Sound Research: Ryan leads effort to support military

Department of Engineering students, from left, Julian Quintero-Rivera, Faith Cobb, Caleb Barber, Jamison Tyson and Thomas Albanese, prepare to erect equipment as they test acoustic equipment outside the College of Engineering and Technology. The equipment will be used later this summer as part of field study sound propagation.

Dr. Teresa Ryan learned to appreciate military service members at a young age. As a child growing up near Fort Benning, Georgia, she watched with fascination as aspiring paratroopers in the Airborne School worked on the jump towers. Today, she’s doing research that may just one day help save the lives of the service members she admires so much.

Ryan, a professor in the Department of Engineering in the College of Engineering and Technology, and some of her undergraduate students will be out in the field later this summer doing sound propagation research for the Office of Naval Research.

As part of a grant, Ryan and her students will be testing the effects temperature, humidity, wind and seas have on the distance sound travels. The real-world implications are obvious to any military member on a ship approaching an enemy coastline.

“It’s about the integrity of the mission and the safety of the personnel,” said Ryan, who was raised in a military family and whose husband was once in the Australian Navy. “If they (the enemy) hear that boat coming, they shoot at the boat, and you can lose the boat and the personnel.”

Student Thomas Albanese checks connections as he tests acoustic equipment .

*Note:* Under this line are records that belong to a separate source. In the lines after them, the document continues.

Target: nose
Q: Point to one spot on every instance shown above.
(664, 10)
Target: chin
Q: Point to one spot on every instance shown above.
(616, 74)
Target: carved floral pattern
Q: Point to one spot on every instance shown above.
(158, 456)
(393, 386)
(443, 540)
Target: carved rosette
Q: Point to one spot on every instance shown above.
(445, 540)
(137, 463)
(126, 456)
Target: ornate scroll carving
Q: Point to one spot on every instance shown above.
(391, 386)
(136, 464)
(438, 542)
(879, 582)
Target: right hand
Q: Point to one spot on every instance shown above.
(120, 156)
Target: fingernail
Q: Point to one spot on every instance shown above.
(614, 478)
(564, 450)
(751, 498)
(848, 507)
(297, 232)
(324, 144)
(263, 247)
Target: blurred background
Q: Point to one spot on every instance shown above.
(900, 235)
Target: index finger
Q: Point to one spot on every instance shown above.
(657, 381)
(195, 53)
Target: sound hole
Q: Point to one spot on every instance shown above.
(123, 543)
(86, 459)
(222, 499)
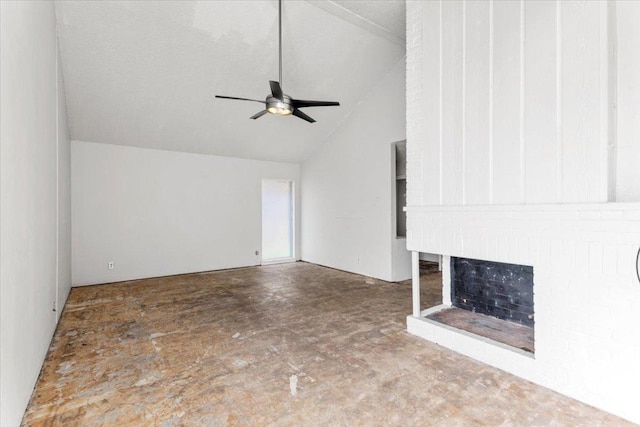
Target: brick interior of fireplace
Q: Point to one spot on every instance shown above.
(493, 300)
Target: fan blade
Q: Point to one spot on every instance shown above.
(258, 115)
(239, 99)
(303, 116)
(300, 103)
(276, 90)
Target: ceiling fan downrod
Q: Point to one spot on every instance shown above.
(277, 102)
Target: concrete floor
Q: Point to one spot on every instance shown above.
(292, 344)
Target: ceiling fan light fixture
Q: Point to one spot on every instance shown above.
(279, 107)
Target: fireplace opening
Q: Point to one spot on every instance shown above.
(493, 300)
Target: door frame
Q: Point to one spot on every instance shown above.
(292, 193)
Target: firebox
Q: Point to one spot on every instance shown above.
(497, 289)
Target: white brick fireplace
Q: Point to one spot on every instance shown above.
(523, 147)
(586, 293)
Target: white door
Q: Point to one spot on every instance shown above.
(277, 220)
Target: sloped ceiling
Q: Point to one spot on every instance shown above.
(144, 73)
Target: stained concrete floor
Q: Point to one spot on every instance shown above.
(292, 344)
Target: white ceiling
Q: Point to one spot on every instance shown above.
(144, 73)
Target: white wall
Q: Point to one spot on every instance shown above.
(64, 198)
(347, 188)
(34, 251)
(512, 104)
(156, 213)
(628, 97)
(510, 107)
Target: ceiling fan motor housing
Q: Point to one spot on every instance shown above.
(280, 107)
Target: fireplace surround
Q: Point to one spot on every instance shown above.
(587, 342)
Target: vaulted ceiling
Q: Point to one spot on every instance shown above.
(144, 73)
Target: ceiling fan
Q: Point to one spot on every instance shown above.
(279, 103)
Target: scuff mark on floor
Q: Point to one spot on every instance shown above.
(293, 384)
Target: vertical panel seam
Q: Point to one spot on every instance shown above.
(440, 107)
(559, 75)
(523, 148)
(464, 102)
(491, 35)
(57, 288)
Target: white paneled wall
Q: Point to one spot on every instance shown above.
(523, 121)
(628, 101)
(511, 100)
(587, 343)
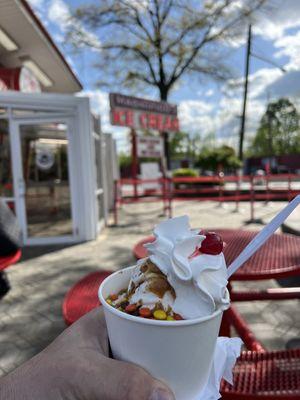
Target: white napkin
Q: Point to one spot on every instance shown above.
(226, 352)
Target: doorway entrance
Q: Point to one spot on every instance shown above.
(50, 171)
(44, 180)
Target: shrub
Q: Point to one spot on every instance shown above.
(184, 172)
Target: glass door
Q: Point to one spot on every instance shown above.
(44, 181)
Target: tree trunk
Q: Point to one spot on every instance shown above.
(164, 91)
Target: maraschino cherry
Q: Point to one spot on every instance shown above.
(212, 244)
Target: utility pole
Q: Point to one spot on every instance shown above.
(243, 119)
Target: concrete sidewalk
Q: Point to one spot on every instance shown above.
(31, 317)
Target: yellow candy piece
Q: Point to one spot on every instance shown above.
(160, 314)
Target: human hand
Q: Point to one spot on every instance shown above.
(76, 366)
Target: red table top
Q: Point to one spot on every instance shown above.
(279, 257)
(9, 260)
(83, 296)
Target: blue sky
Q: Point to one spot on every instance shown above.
(206, 107)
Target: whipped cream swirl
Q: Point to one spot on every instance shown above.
(199, 282)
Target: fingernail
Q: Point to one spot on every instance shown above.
(161, 394)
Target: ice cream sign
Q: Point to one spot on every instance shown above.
(138, 113)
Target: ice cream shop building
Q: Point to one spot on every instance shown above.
(53, 170)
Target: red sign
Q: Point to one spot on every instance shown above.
(149, 146)
(20, 79)
(143, 114)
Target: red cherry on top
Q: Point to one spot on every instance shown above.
(212, 244)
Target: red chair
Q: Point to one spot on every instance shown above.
(272, 375)
(10, 260)
(257, 374)
(83, 296)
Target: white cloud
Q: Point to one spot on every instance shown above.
(209, 93)
(289, 46)
(59, 14)
(36, 3)
(195, 116)
(276, 18)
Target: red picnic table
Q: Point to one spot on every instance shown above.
(278, 258)
(258, 374)
(11, 259)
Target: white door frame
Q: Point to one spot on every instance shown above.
(19, 183)
(76, 110)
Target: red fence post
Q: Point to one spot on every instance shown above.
(252, 198)
(237, 192)
(221, 189)
(169, 196)
(267, 188)
(289, 187)
(116, 202)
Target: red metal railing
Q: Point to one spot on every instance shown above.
(222, 188)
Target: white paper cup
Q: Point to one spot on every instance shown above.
(180, 353)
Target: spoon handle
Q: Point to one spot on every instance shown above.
(262, 236)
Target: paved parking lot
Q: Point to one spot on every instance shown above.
(31, 317)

Ryan and her students — including Julian Quintero-Rivera, Jamison Tyson, Caleb Barber, Kevin Davis, Thomas Albanese and Faith Cobb — will spend about five weeks this summer at the town marina in Aurora, along the Chowan River in Colerain and along the Outer Banks at the Army Corps of Engineers Field Research Facility in Duck. They’ll use an unmanned aerial vehicle (UAV) to map location and weather conditions and a nearly 23-foot-tall acoustic array with microphones that will pick up sound.

“The Navy wants to be able to know if someone on the shore can hear them coming,” Ryan said. “The way to get there is a numerical model. That will give you the likelihood that the boat is loud enough to be heard on shore.”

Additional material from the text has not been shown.